Like other critics, Ida Hellander simply wishes away what I see as the central issue of loss aversion, citing a 2009 blog post by Kip Sullivan which asserts that “two-thirds of Americans support Medicare-for-all.” Sullivan cites a number of conflicting polls conducted in the early 2000s. We have more recent indications of how the American public feels about government involvement in health-care provision now, seven years after the Affordable Care Act was enacted: Pew’s oft-cited poll from June of this year found that, while a record high 60 percent of respondents say that it’s the government’s responsibility to cover everyone, only 33 percent said that should be accomplished through a “single national government program,” and the remainder offered that it should be done through a mix of public and private programs or were unsure.

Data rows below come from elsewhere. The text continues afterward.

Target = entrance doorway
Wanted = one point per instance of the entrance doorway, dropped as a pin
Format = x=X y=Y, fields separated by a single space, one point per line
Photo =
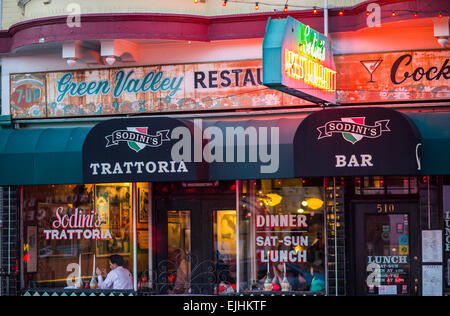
x=195 y=243
x=386 y=248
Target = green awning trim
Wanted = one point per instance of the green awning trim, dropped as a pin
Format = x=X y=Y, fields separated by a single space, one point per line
x=435 y=130
x=42 y=156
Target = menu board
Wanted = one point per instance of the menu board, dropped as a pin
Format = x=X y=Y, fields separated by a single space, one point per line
x=446 y=208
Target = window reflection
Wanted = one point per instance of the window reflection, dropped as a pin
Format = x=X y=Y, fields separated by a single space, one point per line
x=70 y=228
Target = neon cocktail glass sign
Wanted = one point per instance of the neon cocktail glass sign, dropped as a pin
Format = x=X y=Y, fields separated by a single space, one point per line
x=298 y=60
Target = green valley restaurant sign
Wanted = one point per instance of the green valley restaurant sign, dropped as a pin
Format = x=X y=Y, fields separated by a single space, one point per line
x=299 y=61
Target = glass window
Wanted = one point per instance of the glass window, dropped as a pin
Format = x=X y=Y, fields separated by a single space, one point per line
x=281 y=236
x=385 y=185
x=388 y=266
x=69 y=230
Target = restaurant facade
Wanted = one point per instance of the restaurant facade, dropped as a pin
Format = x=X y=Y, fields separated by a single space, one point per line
x=284 y=164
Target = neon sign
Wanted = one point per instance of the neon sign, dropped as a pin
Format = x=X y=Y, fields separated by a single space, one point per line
x=300 y=67
x=298 y=60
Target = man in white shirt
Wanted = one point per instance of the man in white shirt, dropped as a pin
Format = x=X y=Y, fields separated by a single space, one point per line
x=118 y=278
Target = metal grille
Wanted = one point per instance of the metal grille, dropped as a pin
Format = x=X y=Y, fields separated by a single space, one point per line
x=9 y=282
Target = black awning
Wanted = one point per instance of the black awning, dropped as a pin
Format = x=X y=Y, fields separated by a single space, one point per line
x=357 y=142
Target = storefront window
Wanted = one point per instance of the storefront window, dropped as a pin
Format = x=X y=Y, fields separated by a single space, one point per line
x=69 y=230
x=282 y=244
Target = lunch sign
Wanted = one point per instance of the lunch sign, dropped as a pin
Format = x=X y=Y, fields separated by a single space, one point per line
x=299 y=61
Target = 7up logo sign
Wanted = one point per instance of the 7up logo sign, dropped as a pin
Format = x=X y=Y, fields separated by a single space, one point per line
x=137 y=138
x=353 y=129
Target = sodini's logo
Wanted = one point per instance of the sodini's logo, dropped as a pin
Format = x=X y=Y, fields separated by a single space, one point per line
x=353 y=129
x=137 y=138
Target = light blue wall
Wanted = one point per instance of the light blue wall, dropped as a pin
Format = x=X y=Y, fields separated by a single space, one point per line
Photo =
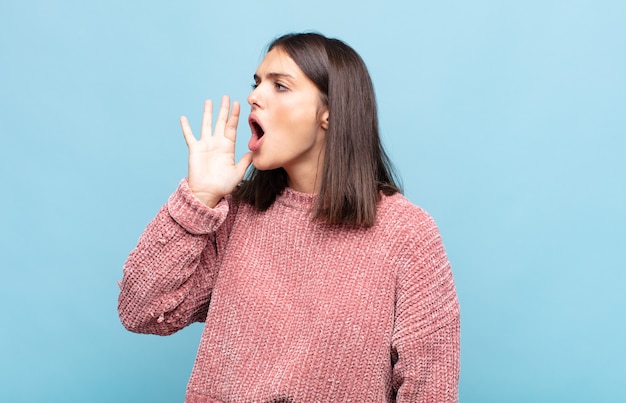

Loss aversion is a very well documented phenomenon, and it is entirely irrational. In one famous study, one set of participants were given $50 and offered a choice between keeping $30 or taking a 50/50 all-or-nothing bet. Another group were offered the same terms, but this time the choice was phrased as losing $20 or taking the bet. Just changing the wording from “keeping $30” to “losing $20” resulted in a significant increase in those willing to roll the dice—such is our distaste for losing something we have.

Status-quo bias is another very real, and not entirely rational phenomenon—people tend to wary of change, especially sudden or radical change. And of course, the next debate over health-care reform won’t be conducted honestly, as we’ve seen from the opposition to the Affordable Care Act. It’s telling in that arguing that “implementation is the easy part of health reform,” Dr. Hellander cites the experience of Taiwan, which in 1994 was a country of 21 million that was still transitioning from a military dictatorship and spent 5 percent of its GDP on health care.

Unfortunately, these writers and other critics confirm my worry that a single, extremely difficult route to universal coverage is fast becoming a litmus test for progressives. All have attempted to excommunicate me from the left, framing my piece as part of an attack, perhaps a concerted one, on single payer by “liberal” opponents. The reality is that I have long been, and will continue to be, an advocate of establishing a universal health-care system that might be called “single payer.” But I continue to think that rapidly moving much of the population into a single program—without first either creating a model at the state level or delivering some tangible benefits through more modest Medicare expansions—is a recipe for failure.